The Spring semester has ended, which means I'm a day or two short of being completely done in the old research group, and ready to start work in this new acoustics group.  With the end of teaching duties and typical GCF scheduling, I like to think that I'll now have more time available to do other things... which include but are not limited to swimming, sailing, dinner groups, sewing, reading, traveling, and continued kitchen adventures.

Hey, look at that, I've managed to give myself plenty to do this summer.  I guess there's no such thing as "free time" in my life.  At least this summer I won't be committing to any musicals or similar huge endeavors.

Since this weekend marks a good in-between point before I construct a new hectic schedule for myself, I've taken some time to make a more complicated cookie from my recipe book.

97. Chocolate Pistachio Cookies
I said above that these are complicated cookies.  The reason for this is not that the recipe calls for many ingredients, but rather that several steps are involved.  First, a chocolate filling is made with egg yolks (yes, they're raw), melted semisweet chocolate, and a simple syrup, and then must cool in the refrigerator for at least 45 minutes.  The cookies themselves are pistachio paste with some sugar and an egg white to hold the mix together.  These cookies were baked, allowed to cool, sandwiched with the filling, and then frozen for an hour before being covered in bittersweet chocolate.

The result of this 2+ hour project is a moderately crunchy cookie that tastes just like pistachios, a kind of mushy filling, and a strong taste of chocolate.  Considering the few ingredients involved, these two tastes are really the only ones I expected, although (as I've mentioned previously) I am not particularly fond of pistachios.  My boyfriend assures me the cookies are very delicious, though, so that's good.

As far as personal preference goes, I think I prefer the Sarah Bernhardt cookies I made last year, since they had a very similar texture, and I most definitely like almond better than pistachios.


  1. darn it. it lost my comment.

    Anyways. 2 hours isnt' bad for a cookie.
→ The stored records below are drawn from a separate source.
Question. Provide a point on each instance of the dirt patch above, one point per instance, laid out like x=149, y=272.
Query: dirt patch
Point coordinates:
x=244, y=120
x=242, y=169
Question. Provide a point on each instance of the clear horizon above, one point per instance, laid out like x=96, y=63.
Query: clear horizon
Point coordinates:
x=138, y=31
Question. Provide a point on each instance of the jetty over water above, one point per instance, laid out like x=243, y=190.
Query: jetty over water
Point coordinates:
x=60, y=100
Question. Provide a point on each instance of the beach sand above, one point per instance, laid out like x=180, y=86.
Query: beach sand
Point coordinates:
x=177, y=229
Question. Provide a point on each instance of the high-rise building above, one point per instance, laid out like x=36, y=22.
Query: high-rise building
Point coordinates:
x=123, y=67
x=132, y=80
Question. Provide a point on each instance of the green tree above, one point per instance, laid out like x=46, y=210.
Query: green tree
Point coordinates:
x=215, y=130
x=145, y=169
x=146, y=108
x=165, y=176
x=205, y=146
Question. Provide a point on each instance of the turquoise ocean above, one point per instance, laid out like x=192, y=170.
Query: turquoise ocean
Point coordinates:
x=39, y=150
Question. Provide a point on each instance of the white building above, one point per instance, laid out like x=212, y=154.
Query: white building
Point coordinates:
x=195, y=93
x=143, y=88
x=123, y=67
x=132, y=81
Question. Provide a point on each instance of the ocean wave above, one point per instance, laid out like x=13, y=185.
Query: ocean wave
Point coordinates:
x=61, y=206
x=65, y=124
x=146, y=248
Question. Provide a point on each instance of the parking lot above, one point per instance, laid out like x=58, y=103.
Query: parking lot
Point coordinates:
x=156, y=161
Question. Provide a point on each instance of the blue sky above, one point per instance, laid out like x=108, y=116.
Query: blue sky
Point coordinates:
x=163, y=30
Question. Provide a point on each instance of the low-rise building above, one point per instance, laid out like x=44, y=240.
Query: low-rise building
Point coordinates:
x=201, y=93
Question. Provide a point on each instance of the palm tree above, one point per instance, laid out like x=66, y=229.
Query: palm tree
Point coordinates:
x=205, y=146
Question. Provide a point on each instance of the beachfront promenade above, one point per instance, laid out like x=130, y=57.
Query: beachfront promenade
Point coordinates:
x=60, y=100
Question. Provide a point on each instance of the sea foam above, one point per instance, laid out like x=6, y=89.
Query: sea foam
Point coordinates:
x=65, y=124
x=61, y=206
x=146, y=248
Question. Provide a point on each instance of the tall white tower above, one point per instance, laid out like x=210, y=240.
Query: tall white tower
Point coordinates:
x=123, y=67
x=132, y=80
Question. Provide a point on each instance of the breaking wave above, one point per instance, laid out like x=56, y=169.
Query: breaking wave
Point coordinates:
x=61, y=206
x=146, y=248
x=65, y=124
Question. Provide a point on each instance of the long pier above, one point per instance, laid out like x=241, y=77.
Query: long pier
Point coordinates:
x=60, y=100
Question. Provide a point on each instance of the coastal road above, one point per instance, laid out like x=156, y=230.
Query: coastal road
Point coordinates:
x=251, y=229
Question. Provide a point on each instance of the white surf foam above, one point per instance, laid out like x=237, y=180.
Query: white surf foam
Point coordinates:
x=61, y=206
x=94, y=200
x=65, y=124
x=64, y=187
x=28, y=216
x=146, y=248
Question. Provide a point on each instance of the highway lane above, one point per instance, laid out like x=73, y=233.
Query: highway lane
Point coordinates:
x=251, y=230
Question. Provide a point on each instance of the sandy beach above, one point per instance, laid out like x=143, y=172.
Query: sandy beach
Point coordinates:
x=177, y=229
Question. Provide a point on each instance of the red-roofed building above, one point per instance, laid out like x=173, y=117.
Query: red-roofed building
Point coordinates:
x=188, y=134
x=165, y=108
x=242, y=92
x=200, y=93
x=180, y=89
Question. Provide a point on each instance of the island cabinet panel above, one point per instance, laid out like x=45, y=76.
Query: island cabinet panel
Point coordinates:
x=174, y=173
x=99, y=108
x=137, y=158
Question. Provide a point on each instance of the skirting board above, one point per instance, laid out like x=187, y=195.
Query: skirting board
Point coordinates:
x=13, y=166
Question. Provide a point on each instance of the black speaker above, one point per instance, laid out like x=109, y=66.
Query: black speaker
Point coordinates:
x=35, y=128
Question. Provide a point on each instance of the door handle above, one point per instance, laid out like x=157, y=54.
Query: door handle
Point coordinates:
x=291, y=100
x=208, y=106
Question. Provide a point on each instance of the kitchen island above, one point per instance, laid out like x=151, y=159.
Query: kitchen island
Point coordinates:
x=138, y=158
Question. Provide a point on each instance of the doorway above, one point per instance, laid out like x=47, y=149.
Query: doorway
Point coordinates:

    Takes me precisely 3 hours and 45 minutes for a single batch of Tiramisu. 10.5 hours if it's a triple batch. That doesn't include the 2 hours that I spent on the chocolate decor after that.

    Also not quite as bad as doing chocolate molten cakes (6 at a time), about an hour per batch. Two collapsed, so ended up with 22 out of 24 in 6 hours, and eventually just dumped the rest of the batter into a pyrex dish (a la brownie) to speed things up as I had two other courses to get out.

  2. P.S. just be glad that you're only doing cookies.

    If I were to attempt to pull off the entire Baking and Pastry book (published by the Culinary Institute of America) in all its 833-pages of deliciousness, it'll PROBABLY take me the greater part of 5 years, if I were to do one a week.

    On the upside - who wants a wedding cake? (Yes, there's a recipe for that in there as well. As well as tips for construction, but less so design, other than the actual like pastry techniques.)

    That ought to be a "fun" 8-, 9-, or maybe even upto 17-hours.

    (Which I don't feel so bad considering Le Coupe de Monde de la Patisserie gets 9 hours, dealing with the pros, and having a LOT more to do.)